Titled "Chasing the Sun: Oasis 1993-1997," the exhibition will open at the the Londonewcastle Project Space in Shoreditch, London on April 11 and will run until April 22. It will be the first exhibition dedicated to the band. Entry is free.
Documenting many of the band's now legendary gigs, from Knebworth to Glastonbury to London's 100 Club, as well as the creation of their albums "Definitely Maybe," "(What's the Story) Morning Glory?" and "Be Here Now," the exhibition will feature previously unseen images from photographer (and the exhibition's curator) Lawrence Watson, as well as Jill Furminovsky, Paul Slattery, Tom Sheehan, Kevin Cummins and Jamie Fry.
Also on display will be some of the instruments played on the band's early albums which have been loaned by band members themselves, as well as merchandise, artefacts from the album sleeves and rare video footage.
The exhibition is taking place to mark the reissue of the band's 1994 debut album "Definitely Maybe." A remastered version of the Manchester band's LP will be released on May 19 and will include rare and unreleased recordings. The reissue is the first in the new Chasing the Sun series from Big Brother Recordings, with Oasis' follow-up albums "(What's the Story) Morning Glory?" and "Be Here Now" to follow later this year.

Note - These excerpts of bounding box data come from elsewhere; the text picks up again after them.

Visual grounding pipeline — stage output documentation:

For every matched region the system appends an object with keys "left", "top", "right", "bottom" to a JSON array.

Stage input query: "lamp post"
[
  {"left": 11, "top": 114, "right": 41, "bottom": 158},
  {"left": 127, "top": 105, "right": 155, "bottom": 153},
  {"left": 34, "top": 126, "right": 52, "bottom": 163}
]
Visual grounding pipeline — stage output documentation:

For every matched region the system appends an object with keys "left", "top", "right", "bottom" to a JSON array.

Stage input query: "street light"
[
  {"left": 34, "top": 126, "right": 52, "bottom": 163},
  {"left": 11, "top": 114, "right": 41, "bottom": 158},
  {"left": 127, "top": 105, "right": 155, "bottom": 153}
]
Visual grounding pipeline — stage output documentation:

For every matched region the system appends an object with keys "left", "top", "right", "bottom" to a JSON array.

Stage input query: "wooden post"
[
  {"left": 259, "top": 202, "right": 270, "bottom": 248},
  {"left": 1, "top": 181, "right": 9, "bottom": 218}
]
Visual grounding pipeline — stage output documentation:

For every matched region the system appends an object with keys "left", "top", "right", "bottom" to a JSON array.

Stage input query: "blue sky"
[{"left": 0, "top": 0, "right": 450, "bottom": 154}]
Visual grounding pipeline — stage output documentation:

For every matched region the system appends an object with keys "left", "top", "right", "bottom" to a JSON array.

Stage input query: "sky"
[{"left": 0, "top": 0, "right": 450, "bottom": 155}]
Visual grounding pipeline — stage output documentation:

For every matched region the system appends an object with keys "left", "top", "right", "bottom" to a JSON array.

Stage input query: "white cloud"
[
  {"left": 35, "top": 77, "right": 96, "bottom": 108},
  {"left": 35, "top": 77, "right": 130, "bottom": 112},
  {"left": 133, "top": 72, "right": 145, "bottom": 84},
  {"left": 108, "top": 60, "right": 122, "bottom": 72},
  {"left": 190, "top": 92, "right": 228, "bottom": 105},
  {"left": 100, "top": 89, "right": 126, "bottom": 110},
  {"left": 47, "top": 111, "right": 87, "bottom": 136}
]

The 20th anniversary edition of "Definitely Maybe" will be available as a standard CD and digital download of the original album, a three-disc Special Edition version including the rare recordings and demos, a 12-inch vinyl LP featuring all the bonus CD content as a free download, and a Deluxe Box Set which features the LP and the CDs. It has also been revealed that the band will re-issue their debut single "Supersonic" as a 12-inch vinyl to coincide with this year's Record Store Day on April 19.